March 1, 2009
Dr. Jahn seemed a pleasant enough fellow, older with resigned drooping features like a basset hound. He discussed my options: do nothing in which case the ear would likely get worse and possibly affect the other ear; get a hearing aid (give me a break, I'm in my thirties); or have an stapedectomy. In an stapedectomy, the stapes (one of the smallest bones in the human body roughly the size of a grain of rice) is removed and a prosthetic fitted into place that would vibrate more easily. Jahn has performed hundreds of these microscopic surgeries over 27 years and has only had three cases that were unsuccessful. Typically the success rate is around 90% with 5% having no difference and 5% of cases whose hearing actually gets worse. These seemed like pretty good odds considering I may have to do the exact same surgery on the other ear eventually, so I scheduled the precedure for mid-November. I would be required to take a week off work and I figured the Thanksgiving holiday would give me additional time to recuperate.

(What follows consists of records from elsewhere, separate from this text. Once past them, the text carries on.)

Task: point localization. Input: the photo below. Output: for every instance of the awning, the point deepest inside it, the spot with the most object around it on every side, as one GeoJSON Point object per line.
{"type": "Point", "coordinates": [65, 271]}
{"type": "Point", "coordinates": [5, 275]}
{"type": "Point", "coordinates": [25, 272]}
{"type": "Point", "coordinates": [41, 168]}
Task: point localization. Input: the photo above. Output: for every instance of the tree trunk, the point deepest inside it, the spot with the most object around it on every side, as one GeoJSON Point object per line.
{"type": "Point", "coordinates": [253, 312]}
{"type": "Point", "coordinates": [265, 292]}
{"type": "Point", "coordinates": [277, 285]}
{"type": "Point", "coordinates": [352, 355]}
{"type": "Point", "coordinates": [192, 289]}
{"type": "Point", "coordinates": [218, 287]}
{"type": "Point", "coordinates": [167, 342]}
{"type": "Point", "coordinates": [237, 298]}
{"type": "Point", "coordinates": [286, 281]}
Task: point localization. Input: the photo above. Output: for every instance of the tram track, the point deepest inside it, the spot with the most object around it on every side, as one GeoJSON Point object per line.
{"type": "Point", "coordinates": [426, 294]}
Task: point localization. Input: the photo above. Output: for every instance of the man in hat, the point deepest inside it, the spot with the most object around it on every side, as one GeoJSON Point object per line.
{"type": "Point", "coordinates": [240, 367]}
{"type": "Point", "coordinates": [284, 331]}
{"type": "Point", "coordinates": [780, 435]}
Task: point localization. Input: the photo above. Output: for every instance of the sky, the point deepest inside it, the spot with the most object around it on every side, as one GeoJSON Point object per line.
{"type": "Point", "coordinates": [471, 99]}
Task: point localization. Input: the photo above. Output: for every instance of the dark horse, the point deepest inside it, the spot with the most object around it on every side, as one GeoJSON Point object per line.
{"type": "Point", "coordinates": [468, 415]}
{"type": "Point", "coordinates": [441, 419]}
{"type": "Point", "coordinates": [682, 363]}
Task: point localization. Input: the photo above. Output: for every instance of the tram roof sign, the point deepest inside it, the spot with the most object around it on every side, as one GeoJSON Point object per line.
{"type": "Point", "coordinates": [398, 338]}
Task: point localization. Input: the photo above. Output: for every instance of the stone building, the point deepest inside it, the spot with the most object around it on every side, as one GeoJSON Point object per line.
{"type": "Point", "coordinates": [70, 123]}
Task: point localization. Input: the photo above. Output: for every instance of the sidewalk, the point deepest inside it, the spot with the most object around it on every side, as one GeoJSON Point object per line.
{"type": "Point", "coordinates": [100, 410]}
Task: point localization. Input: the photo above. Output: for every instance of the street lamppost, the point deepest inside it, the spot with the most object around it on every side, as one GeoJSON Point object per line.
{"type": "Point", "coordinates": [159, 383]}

As the date approached I was fairly nervous. I had never been to a hospital except for once when I was four and cut just above my eye on the corner of a sharp, rusty metal stairwell in our apartment building. Like my father, I'm not a fan of doctor's or hospitals and didn't know what to expect. I've also been put under general anesthesia only once when getting my wisdom teeth removed and didn't like that lack of coordination, that absence of memory. I arranged for Jesse to pick me up and followed all the pre-operative guidelines. My surgery was scheduled for 7:30 am meaning I had to be there at 6 in the morning. Being not at all a morning person either, I prepared for my personal descent into hell.